In this Data Analysis tutorial we’ll learn how to use Python to search for a specific or multiple strings in a Pandas DataFrame column.
Pandas str contains
In a nutshell we can easily check whether a string is contained in a pandas DataFrame column using the .str.contains() Series function:
df_name['col_name'].str.contains('string').sum()
Read on for several examples of using this capability.
Creating test data
We’ll start by creating a simple DataFrame for this example
import pandas as pd
#Create data
month = ['October', 'November', 'July', 'June', 'February']
language = ['Python', 'Python', 'Haskell', 'JavaScript', 'Go']
salary = (81, 77, 74, 80, 75)
hr_dict = dict(month=month, language=language, salary=salary)
hr_df = pd.DataFrame(data=hr_dict)
print(hr_df)
This will result in the following DataFrame:
month | language | salary | |
---|---|---|---|
0 | October | Python | 81 |
1 | November | Python | 77 |
2 | July | Haskell | 74 |
3 | June | JavaScript | 80 |
4 | February | Go | 75 |
Check if Series contains a string
The simplest example is to check whether a DataFrame column contains a string literal
hr_df['language'].str.contains('Python')
This will return a Series of boolean values.
More useful is to get the count of occurrences matching the string ‘Python’. Note that the this assumes case sensitivity.
hr_df['language'].str.contains('Python').sum()
In this case 2.
Check for Case insensitive strings
In a similar fashion, we’ll add the parameter Case=False to search for occurrences of the string literal, this time being case insensitive:
hr_df['language'].str.contains('python', case=False).sum()
Check is a substring exists in a column with Regex
Another case is that you might want to search for substring matching a Regex pattern:
hr_df['language'].str.contains('\Dt', regex=True).sum()
Search for multiple strings in DataFrame column
We might want to search for several strings.
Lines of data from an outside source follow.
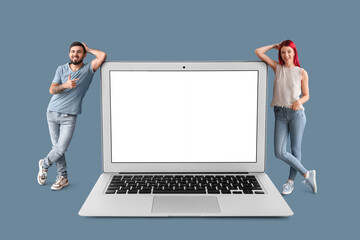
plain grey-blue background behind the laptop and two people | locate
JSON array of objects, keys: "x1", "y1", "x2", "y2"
[{"x1": 0, "y1": 0, "x2": 360, "y2": 239}]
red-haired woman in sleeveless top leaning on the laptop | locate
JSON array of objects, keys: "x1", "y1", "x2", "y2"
[{"x1": 255, "y1": 40, "x2": 317, "y2": 194}]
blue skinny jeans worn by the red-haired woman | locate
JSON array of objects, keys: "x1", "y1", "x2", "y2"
[{"x1": 274, "y1": 107, "x2": 307, "y2": 180}]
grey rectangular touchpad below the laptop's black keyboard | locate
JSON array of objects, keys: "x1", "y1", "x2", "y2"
[{"x1": 151, "y1": 196, "x2": 220, "y2": 213}]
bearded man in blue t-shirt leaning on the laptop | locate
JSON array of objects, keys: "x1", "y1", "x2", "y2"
[{"x1": 37, "y1": 42, "x2": 106, "y2": 190}]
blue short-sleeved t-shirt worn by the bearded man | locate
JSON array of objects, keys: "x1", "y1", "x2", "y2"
[{"x1": 47, "y1": 63, "x2": 94, "y2": 115}]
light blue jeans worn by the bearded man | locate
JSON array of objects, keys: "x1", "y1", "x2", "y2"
[{"x1": 43, "y1": 111, "x2": 77, "y2": 178}]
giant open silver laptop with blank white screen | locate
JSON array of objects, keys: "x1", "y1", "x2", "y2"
[{"x1": 79, "y1": 62, "x2": 293, "y2": 217}]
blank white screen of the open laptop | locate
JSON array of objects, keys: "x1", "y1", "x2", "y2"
[{"x1": 110, "y1": 71, "x2": 258, "y2": 162}]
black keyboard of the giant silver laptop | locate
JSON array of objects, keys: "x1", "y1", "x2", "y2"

We can use the boolean operators ‘|’ and ‘&’ to define character sequences to be checked for. In this case we search for occurrences of Python or Haskell in our language Series.
hr_df['language'].str.contains('Python|Haskell').sum()
Check for strings contained in a list
In this case we’ll use the Series function isin() to check whether elements in a Python list are contained in our column:
# define a list
lang_lst = ['Python', 'Go']
#count occurrences from the list
hr_df['language'].isin(lang_lst).sum()
The result will be 3.